EEK! Magazine Poll to Expats on the Bombing in Kuwait

I'm glad to see that EEK! Magazine is starting up again after a while out of service.  They sent a very interesting poll a few weeks ago after the suicide bombing at the Imam Sadiq Mosque in Kuwait.  I'm publishing my responses below:

1)   As an expat living in Kuwait, would you mind sending us your thoughts on Friday’s attack in GENERAL TERMS?

I cried.  I am incredibly sad for Kuwait; however I am proud of my second home for how fast they united and showed solidarity between religious sects.  All ONE Kuwait.

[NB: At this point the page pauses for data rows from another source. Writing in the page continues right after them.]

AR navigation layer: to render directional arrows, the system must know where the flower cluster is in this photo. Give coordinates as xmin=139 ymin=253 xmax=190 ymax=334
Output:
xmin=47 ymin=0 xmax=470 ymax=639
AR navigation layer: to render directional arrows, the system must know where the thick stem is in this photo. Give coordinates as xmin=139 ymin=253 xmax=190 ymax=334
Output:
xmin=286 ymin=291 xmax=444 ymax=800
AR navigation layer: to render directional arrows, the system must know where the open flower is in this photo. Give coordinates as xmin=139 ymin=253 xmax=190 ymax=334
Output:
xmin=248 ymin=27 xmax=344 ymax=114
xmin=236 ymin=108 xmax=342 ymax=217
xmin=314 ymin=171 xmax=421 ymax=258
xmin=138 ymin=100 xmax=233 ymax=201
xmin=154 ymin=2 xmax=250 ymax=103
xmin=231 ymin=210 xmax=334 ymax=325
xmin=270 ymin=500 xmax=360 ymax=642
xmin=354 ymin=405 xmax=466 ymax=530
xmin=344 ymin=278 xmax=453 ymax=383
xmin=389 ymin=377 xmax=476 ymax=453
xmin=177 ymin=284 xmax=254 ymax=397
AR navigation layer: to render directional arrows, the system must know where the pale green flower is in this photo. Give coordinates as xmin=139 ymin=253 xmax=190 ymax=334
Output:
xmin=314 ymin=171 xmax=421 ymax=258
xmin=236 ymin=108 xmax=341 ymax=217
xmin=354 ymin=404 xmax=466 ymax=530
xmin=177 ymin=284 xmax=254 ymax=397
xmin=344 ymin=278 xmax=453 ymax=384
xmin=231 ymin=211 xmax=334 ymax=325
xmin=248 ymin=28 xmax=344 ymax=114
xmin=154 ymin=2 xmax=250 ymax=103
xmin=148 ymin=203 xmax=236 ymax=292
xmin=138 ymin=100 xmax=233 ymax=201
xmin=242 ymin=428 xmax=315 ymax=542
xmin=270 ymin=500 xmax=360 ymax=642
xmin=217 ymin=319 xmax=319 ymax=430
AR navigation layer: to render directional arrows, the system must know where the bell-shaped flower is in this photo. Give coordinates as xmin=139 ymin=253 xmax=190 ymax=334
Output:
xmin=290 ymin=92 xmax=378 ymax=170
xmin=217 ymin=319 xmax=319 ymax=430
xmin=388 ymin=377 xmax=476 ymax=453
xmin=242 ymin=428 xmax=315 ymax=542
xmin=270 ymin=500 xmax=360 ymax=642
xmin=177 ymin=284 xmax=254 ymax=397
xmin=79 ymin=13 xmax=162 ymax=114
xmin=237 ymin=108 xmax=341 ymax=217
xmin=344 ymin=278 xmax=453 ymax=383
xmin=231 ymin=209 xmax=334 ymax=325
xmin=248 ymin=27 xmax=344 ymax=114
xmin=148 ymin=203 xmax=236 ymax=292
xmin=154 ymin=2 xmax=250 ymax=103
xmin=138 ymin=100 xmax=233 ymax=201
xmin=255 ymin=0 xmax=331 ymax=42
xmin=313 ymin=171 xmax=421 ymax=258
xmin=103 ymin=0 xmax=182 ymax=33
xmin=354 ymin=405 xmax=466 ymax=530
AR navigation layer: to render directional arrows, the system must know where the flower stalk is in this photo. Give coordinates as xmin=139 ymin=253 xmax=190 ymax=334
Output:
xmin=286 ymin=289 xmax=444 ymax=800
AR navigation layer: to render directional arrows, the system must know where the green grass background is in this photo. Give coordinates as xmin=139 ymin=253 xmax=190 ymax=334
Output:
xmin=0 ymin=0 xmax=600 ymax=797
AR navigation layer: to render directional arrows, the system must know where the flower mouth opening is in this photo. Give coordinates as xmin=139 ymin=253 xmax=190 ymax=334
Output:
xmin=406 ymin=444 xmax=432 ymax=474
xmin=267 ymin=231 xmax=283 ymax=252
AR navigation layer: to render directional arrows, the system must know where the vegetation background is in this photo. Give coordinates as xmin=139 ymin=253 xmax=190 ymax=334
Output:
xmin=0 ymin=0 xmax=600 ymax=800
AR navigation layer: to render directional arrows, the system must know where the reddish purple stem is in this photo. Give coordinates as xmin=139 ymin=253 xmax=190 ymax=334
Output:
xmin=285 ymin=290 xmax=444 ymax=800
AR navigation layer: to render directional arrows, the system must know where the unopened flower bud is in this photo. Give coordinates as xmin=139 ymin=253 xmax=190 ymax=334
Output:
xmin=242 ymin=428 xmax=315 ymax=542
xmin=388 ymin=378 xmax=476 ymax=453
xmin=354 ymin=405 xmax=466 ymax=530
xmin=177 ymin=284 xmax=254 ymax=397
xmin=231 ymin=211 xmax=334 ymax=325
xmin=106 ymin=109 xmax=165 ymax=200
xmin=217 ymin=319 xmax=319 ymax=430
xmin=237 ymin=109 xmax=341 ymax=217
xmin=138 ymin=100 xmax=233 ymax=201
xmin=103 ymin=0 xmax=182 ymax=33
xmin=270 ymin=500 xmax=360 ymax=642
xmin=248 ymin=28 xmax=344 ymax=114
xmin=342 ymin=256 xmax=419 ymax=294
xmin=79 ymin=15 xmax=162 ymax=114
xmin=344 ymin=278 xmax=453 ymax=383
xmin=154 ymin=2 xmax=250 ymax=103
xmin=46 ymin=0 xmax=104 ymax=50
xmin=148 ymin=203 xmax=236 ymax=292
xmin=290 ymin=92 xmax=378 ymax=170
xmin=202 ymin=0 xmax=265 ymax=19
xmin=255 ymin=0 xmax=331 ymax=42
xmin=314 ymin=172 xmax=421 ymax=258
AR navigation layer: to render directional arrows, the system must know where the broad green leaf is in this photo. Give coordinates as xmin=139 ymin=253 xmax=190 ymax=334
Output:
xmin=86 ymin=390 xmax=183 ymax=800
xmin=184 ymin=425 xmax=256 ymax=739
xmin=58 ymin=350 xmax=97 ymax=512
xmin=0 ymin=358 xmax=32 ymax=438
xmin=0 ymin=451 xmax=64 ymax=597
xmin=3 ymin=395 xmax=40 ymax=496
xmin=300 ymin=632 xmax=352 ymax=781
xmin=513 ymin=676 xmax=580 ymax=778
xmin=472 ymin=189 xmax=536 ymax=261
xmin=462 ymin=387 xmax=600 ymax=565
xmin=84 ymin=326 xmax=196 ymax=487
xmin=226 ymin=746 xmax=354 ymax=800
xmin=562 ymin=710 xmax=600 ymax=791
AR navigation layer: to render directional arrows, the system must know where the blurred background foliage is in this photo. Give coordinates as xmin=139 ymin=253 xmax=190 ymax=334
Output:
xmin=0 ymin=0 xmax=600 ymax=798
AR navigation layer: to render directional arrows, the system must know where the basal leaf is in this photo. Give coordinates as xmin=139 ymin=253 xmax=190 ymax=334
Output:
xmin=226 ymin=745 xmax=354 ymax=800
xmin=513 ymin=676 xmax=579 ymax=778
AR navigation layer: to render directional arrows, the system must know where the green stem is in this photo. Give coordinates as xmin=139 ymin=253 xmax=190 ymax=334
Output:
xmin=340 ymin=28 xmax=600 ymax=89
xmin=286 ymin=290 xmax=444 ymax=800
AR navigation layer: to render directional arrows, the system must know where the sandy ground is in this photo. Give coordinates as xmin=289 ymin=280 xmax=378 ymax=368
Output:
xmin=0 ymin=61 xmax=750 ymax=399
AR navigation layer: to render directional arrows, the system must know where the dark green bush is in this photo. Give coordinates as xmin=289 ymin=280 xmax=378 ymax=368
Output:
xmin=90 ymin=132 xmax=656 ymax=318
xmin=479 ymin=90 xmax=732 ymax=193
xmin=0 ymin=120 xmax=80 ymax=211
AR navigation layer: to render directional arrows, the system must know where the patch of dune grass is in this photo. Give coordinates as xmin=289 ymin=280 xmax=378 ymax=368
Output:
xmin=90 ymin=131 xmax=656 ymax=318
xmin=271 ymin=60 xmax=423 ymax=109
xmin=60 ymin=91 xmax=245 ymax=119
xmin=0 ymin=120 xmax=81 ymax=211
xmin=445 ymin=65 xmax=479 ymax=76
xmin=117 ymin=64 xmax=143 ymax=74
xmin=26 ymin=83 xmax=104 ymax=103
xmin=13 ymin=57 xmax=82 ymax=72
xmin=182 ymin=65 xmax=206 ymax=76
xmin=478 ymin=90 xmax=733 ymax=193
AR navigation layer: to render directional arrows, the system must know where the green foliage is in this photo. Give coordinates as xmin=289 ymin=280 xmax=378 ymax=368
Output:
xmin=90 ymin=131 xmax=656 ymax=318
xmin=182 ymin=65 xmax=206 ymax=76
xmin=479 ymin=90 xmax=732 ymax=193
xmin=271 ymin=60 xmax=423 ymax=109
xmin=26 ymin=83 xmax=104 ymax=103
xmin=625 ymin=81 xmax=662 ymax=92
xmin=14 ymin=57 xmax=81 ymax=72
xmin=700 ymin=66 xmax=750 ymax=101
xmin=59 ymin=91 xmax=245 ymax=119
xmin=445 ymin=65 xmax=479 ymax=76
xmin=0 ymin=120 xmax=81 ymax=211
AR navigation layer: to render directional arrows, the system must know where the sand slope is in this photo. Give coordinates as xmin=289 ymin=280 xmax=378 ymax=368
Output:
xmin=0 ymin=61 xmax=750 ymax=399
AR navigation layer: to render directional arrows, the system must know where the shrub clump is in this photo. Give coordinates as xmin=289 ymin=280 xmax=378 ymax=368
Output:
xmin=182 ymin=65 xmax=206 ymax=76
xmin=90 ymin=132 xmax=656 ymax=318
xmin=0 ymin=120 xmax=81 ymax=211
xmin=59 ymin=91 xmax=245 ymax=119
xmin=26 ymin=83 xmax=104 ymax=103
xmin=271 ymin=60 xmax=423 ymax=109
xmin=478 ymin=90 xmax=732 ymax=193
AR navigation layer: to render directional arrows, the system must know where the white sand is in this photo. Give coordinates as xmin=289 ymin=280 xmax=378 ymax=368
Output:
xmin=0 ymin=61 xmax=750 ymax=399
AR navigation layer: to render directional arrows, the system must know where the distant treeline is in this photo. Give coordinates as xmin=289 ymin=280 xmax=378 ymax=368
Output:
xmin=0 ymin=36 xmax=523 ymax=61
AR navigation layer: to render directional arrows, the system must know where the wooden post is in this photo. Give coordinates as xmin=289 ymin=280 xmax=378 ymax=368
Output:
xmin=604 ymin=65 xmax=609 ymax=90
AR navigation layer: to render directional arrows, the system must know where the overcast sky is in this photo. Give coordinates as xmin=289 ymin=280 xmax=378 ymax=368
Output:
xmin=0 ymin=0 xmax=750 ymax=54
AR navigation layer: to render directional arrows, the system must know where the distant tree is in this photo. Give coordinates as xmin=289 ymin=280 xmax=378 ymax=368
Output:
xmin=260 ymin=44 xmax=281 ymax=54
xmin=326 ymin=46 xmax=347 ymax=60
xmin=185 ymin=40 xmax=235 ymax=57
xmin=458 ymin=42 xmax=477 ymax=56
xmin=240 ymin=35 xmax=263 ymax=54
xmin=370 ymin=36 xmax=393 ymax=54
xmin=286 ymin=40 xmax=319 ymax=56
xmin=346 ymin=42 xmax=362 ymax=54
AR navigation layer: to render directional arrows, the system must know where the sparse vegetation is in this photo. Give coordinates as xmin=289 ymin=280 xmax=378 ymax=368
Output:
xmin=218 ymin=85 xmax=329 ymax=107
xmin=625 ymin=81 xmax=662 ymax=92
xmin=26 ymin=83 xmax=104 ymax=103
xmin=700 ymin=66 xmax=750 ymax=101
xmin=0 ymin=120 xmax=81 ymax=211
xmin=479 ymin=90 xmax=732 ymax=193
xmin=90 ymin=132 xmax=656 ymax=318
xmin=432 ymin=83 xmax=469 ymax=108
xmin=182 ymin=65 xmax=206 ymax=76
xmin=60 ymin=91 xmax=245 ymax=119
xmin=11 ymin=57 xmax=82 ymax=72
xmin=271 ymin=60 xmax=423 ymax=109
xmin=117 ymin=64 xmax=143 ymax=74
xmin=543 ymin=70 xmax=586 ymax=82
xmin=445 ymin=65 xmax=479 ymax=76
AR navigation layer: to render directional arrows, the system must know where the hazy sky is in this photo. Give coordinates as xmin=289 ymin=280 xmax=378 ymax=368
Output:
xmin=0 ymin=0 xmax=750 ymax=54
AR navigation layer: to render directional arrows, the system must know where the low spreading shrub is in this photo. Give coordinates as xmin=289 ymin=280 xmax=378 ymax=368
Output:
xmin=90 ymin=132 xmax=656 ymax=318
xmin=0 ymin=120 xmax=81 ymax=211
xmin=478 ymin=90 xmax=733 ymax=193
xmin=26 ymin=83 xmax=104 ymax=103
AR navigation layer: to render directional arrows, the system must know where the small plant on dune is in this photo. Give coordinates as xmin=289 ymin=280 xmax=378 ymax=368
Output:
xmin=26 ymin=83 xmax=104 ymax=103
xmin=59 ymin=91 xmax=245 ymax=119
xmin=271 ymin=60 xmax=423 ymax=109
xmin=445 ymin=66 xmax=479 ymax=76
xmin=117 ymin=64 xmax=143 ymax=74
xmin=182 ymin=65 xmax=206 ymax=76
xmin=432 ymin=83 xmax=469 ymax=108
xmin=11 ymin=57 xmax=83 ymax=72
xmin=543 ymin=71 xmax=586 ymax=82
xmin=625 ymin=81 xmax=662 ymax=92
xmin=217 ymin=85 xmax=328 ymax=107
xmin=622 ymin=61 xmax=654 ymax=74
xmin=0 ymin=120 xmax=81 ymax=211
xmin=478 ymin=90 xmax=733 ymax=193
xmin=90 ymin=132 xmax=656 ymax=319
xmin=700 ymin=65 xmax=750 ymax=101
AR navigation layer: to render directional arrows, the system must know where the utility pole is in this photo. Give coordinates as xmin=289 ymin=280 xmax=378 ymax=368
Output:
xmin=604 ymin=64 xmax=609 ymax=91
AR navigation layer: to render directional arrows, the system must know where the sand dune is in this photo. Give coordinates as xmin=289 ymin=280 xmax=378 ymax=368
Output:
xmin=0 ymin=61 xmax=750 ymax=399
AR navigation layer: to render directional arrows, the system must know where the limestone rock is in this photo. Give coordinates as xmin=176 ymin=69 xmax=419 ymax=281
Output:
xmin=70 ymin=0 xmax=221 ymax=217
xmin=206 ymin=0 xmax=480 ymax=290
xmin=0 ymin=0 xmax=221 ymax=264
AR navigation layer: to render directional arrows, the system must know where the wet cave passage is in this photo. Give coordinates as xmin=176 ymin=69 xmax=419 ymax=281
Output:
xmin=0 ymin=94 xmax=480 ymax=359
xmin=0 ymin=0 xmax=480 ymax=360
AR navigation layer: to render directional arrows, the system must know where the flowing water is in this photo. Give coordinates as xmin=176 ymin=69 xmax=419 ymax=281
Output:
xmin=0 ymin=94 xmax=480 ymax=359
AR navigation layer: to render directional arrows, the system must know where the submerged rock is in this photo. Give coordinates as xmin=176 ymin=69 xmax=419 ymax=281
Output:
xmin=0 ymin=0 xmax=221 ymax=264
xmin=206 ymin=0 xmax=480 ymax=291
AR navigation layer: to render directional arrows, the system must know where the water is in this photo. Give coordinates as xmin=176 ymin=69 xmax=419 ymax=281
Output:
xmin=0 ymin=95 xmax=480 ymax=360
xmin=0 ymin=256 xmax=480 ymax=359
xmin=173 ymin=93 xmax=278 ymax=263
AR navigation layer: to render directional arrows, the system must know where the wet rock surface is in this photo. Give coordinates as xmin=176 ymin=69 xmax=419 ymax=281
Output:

I think this event seems more personal because technology has changed and has brought something that might be 5-10-20 miles away from you into your living room.    I've been in Kuwait since 1996.  There have been security issues - big ones - during this time, but not bombings.  We didn't immediately receive information because, until recently, smart phones with apps like Twitter and Instagram weren't common.  Now, everyone has the technology, and you could be sitting in your home (or boat, or car, or at the beach)  watching events evolve.  You see the images instantly.  They're raw and uncensored.  You feel the emotions along with the person feeling them (like when I saw HH the Emir's face after witnessing the aftermath of the bombing).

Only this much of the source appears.